投稿日: Mar 16, 2021
AWS Identity and Access Management (IAM) Access Analyzer は、リソースポリシーを分析して証明可能なセキュリティを提供することで最小特権のアクセス権限を簡単に実装できるようにするとともに、意図しないパブリックアクセスまたはクロスアカウントアクセスを特定するのに役立ちます。最近の更新により、アクセス権限の変更をデプロイする前に、パブリックアクセスとクロスアカウントアクセスを検証できます。今般、100 を超えるポリシーチェックを追加し、実用的な推奨事項を提供するようにすることで、IAM Access Analyzer のポリシー検証を拡張しました。これらのチェックでは、静的分析を使用して、ポリシーの作成中にアクセス権限ポリシーを事前に検証し、安全で機能的なアクセス権限を設定します。チェックは、デベロッパーがリンターに期待するような機能検証を含むにとどまらず、アクセス権を付与する際のベストプラクティスを評価します。これらのチェックはポリシーを分析し、セキュリティの警告、エラー、一般的な警告、およびそれらの影響に基づいた提案をレポートします。これらは、安全で機能的なアクセス権限を設定するための実用的な推奨事項を提供します。例えば、IAM Access Analyzer は、ポリシーが任意のサービスに任意のロールを渡すためのアクセス権を付与する際、これは過度に許容するものであることから、セキュリティ警告をレポートします。セキュリティ警告は、それに代えて、アクセス権限の範囲を特定のロールを渡すためのものに限定することを推奨します。

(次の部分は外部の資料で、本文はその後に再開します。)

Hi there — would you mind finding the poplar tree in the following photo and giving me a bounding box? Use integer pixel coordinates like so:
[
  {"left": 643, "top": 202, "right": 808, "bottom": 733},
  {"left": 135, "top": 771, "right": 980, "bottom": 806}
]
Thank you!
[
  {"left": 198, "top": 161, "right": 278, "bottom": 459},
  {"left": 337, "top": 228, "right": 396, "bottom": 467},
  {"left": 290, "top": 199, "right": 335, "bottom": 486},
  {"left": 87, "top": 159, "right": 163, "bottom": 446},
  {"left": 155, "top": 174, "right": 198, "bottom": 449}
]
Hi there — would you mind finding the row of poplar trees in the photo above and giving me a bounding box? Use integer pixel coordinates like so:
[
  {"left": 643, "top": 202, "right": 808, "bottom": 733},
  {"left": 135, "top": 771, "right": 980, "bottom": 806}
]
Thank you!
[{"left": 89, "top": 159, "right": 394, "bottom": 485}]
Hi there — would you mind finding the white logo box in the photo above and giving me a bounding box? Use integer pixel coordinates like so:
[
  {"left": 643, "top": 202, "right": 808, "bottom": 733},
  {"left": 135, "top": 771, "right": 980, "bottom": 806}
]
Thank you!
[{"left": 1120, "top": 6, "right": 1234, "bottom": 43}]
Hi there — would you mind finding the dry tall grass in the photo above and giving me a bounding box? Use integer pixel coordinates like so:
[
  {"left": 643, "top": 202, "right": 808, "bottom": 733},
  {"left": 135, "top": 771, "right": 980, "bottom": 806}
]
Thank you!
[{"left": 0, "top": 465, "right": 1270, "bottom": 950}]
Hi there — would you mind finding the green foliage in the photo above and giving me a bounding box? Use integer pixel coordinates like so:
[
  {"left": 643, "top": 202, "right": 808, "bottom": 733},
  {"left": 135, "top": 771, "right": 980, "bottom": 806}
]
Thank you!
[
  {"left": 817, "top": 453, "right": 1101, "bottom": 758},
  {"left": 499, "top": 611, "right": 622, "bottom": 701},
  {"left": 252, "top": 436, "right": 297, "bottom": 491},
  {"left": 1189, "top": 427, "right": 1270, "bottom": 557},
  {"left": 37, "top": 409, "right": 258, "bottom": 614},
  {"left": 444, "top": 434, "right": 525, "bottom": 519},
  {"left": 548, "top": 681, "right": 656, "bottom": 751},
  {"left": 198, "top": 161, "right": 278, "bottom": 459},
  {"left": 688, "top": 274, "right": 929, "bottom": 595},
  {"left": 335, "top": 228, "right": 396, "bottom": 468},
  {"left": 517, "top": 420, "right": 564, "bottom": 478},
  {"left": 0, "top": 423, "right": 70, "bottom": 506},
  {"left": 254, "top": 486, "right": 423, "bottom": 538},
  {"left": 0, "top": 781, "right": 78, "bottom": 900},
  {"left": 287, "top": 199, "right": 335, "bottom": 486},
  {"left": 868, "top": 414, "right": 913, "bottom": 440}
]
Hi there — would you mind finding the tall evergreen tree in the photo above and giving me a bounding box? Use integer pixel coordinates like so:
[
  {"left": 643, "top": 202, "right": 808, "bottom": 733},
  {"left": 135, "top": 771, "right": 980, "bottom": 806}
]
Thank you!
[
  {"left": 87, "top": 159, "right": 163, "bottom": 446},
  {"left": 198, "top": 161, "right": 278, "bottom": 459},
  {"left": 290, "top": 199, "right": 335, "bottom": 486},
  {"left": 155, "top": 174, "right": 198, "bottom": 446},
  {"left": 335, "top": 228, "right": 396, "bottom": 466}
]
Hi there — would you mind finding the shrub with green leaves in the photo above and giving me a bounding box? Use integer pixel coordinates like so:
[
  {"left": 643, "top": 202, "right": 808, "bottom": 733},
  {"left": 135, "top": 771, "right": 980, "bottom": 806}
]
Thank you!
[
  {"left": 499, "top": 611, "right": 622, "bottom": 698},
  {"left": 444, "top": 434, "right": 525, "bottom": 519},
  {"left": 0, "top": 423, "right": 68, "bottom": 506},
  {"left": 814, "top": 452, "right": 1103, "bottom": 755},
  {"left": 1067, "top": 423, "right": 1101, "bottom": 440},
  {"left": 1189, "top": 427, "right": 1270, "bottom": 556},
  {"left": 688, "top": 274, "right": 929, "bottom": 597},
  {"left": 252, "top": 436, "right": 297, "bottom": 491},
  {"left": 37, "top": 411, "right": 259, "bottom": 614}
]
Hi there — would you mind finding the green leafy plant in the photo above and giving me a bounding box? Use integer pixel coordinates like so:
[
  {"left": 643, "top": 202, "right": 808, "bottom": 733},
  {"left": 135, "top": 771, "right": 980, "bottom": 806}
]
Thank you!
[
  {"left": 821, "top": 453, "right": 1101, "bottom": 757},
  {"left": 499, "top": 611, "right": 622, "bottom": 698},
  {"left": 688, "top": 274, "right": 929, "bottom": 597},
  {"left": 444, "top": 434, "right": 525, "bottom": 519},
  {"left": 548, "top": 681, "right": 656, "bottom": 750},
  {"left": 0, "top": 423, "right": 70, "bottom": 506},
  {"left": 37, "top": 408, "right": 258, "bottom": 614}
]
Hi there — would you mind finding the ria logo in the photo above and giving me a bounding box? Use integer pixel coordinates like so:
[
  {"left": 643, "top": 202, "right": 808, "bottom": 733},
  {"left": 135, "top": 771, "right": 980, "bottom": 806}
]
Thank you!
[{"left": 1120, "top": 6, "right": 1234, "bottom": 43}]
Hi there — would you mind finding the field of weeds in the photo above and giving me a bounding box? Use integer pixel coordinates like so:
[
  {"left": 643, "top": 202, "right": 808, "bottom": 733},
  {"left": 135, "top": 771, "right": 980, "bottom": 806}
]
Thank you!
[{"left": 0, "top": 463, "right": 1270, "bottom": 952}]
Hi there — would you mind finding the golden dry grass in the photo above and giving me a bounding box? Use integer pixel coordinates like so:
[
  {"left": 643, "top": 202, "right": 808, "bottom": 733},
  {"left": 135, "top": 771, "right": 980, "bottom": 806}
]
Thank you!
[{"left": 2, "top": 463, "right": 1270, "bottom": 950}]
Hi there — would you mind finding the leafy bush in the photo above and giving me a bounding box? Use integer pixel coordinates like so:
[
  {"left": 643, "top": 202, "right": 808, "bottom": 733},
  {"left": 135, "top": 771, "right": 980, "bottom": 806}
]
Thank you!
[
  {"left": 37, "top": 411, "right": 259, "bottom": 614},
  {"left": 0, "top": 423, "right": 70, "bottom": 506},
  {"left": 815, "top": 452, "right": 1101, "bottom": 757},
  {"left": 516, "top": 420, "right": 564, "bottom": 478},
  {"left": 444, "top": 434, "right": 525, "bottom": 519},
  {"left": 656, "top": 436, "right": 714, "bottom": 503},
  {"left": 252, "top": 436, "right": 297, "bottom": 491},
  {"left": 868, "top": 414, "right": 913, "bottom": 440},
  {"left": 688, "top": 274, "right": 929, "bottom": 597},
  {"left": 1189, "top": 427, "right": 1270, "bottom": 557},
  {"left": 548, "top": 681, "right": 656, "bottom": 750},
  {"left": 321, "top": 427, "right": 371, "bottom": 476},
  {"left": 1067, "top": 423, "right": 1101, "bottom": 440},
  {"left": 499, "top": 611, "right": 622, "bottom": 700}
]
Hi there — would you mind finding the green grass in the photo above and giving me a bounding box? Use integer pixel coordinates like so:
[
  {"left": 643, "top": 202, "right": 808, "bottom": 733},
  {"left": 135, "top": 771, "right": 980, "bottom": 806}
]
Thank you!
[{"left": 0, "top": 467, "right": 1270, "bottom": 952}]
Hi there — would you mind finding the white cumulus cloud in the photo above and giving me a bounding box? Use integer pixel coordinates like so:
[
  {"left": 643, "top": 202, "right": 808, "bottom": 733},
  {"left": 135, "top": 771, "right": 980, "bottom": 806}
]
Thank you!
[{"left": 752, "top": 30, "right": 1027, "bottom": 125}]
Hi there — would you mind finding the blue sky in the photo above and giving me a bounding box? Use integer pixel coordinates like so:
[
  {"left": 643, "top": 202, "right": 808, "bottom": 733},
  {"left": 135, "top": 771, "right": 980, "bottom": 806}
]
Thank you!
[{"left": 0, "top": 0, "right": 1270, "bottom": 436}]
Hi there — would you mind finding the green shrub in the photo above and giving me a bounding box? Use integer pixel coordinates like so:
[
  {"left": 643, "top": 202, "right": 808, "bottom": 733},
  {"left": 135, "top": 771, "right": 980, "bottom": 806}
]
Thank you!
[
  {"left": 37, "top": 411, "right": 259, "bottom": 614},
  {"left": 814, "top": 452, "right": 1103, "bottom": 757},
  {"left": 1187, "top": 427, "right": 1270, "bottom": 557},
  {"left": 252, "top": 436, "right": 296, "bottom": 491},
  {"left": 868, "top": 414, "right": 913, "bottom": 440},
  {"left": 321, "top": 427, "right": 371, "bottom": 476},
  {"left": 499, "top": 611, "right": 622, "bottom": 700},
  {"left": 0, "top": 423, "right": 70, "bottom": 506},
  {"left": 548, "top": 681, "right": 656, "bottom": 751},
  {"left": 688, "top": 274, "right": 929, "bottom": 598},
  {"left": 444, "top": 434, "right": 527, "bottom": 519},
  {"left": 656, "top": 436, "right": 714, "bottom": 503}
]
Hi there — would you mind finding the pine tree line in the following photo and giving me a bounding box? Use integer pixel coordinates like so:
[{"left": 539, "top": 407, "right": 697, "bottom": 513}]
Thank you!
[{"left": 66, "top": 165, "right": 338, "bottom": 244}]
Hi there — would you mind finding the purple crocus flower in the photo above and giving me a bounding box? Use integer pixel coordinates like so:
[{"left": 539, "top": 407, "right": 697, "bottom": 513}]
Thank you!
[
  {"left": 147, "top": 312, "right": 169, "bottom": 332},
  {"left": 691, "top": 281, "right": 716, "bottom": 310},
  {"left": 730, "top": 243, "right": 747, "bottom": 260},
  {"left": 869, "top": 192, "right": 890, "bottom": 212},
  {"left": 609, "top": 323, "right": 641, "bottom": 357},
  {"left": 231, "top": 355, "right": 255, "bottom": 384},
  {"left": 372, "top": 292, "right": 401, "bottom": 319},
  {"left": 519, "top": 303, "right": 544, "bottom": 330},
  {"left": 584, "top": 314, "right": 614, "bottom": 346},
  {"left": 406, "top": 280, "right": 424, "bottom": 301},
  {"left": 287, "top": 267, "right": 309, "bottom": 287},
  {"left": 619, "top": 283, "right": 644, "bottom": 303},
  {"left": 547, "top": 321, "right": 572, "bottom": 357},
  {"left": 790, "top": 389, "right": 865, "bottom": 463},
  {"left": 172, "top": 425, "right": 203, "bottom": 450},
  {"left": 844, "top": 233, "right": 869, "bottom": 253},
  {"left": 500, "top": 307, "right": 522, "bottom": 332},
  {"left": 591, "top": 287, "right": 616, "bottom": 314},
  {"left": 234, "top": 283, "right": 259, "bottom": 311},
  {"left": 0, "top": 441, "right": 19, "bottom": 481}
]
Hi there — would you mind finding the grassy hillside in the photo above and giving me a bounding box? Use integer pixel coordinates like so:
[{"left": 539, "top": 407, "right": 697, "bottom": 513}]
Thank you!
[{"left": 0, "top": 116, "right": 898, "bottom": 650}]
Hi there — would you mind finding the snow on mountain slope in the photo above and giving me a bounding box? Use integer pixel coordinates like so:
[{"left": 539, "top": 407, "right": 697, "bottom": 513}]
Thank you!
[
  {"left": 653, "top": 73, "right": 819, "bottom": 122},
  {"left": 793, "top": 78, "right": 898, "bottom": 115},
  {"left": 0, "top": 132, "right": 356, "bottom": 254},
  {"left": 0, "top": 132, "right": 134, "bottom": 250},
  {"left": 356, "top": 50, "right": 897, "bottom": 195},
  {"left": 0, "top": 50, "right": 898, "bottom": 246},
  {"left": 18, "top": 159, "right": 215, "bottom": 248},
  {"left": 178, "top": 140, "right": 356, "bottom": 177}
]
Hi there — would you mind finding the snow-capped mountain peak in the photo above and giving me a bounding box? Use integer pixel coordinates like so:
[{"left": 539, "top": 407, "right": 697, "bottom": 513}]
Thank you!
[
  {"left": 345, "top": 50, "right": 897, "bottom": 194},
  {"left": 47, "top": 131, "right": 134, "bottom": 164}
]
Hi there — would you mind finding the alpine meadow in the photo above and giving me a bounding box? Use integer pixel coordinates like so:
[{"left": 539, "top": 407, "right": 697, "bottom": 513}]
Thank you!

お気に入りのワードプロセッサの文法チェックと同様に、IAM Access Analyzer は、IAM コンソールで JSON ポリシーエディタを使用して ID ポリシーを作成するときに、これらのポリシーチェックを自動的に実行します。Access Analyzer ValidatePolicy API を使用して、サービスコントロールポリシーやリソースポリシーなどの追加のポリシーをプログラムで検証することもできます。